“We are tired of the delays which appear to have arisen through the hurdles and time taken between responses in our engagements with SANRAL. We are anxious to get on with the job of demonstrating to the courts and the public that e-tolling is unlawful in the cases for which notice of intention to defend was already given last year,” says Ben Theron, OUTA’s Portfolio Director for Transport. “It also irks us that whilst we are trying to have this serious matter dealt with, SANRAL is sneaking through the back door to file default judgments against the public, with the knowledge that OUTA has serious issues with this, and hard facts pertaining to their flawed e-toll processes as well as the legality of the entire scheme.”
Whilst we deal with the need to get to court as quickly as possible, OUTA would like to point out to the public that if served with a summons for non-payment of e-tolls, they must not ignore these and should file a notice of intent to defend the matter within a few days of receipt of the summons. This is best done by following the right legal processes and if one is unsure thereof, they are advised to contact a lawyer to do so on their behalf.
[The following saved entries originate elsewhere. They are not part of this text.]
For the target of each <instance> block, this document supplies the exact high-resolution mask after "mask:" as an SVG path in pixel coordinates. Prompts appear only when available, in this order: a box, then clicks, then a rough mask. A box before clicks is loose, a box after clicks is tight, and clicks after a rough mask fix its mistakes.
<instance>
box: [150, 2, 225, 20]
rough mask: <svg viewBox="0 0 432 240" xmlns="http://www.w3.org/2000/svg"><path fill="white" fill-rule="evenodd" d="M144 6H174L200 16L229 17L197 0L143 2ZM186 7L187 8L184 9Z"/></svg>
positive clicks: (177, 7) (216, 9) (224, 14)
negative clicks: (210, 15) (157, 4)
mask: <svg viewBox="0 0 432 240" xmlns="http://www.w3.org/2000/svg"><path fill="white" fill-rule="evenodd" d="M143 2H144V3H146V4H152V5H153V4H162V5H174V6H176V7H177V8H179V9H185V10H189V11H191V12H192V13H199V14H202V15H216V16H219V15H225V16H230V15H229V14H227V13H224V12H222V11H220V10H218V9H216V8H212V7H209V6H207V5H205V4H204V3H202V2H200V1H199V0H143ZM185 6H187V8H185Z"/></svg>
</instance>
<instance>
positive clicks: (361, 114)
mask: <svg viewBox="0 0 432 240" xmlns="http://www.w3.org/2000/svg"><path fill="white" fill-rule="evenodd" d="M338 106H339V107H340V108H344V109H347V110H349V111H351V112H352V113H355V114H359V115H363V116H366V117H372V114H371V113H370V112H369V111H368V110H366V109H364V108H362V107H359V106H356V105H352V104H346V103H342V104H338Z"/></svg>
Guidelines of what steps to take when served with a summons can be found on OUTA’s website (www.outa.co.za).
“We are aware SANRAL has issued several thousand e-toll non-payment summonses to the general motoring public and not all of these people are part of OUTA’s e-toll defence umbrella,” says Theron. “This means the first case which SANRAL may bring to court, could very well be one that falls outside of OUTA’s knowledge. We believe SANRAL is aiming for such a case, so as to try to obtain a win in court on a poorly defended case against an unsuspecting individual or business, to give the impression of another precedent-setting win.”
OUTA points out that even if SANRAL wins a case that is not defended by OUTA, it will not necessarily be precedent setting. The reason is the facts and arguments put up by an OUTA-assisted member of the public are likely to be different and more comprehensive on account of OUTA and its legal team’s knowledge and experience with e-toll litigation. It would be a case of “win small now and lose big later” for SANRAL, until they call off the debacle.
SANRAL’s current efforts to force a solution for their financial woes through a swamp of litigation are extremely short sighted. It is clear to OUTA that SANRAL fails to realise that winning a peripheral legal skirmish, in the hope that society falls for this as the main battleground of the e-toll war, will not happen. This is what happened when SANRAL claimed precedent-setting victories in the Dr Stoychev case in 2015 and again in the default judgement matter in March this year, which showed them up as being blind to the real issues on this matter and how poorly advised they appear to be.
Peripheral e-toll skirmishes against unsuspecting citizens will quickly be exposed for the hollow victories they really are. The people will know when the meaningful court battle has been fought. The quicker we get there, the quicker the e-toll debacle that began unlawfully as far back as 2007 will finally come to an end.
Accordingly, SANRAL would be well advised to get into the defensive challenge with OUTA as soon as possible and halt all other cases they may have with the public until then. If they don’t, it will become a messy affair and courts could be potentially clogged up with many unnecessary and damaging cases that could affect people’s lives and livelihood.
Going down their current route will only earn SANRAL the reputation of behaving like an intimidating schoolyard bully that prefers to pick on the kids at the edge of the playground. A bully fearful of challenging the might of a public-funded legal team on centre-stage who will take them on with the right arguments and presentation of some pretty scary facts and questions they need to answer.
“We trust that SANRAL will come to their senses before too many people get hurt and the lives of many unsuspecting individuals are impacted negatively by SANRAL’s questionable conduct,” says Duvenage.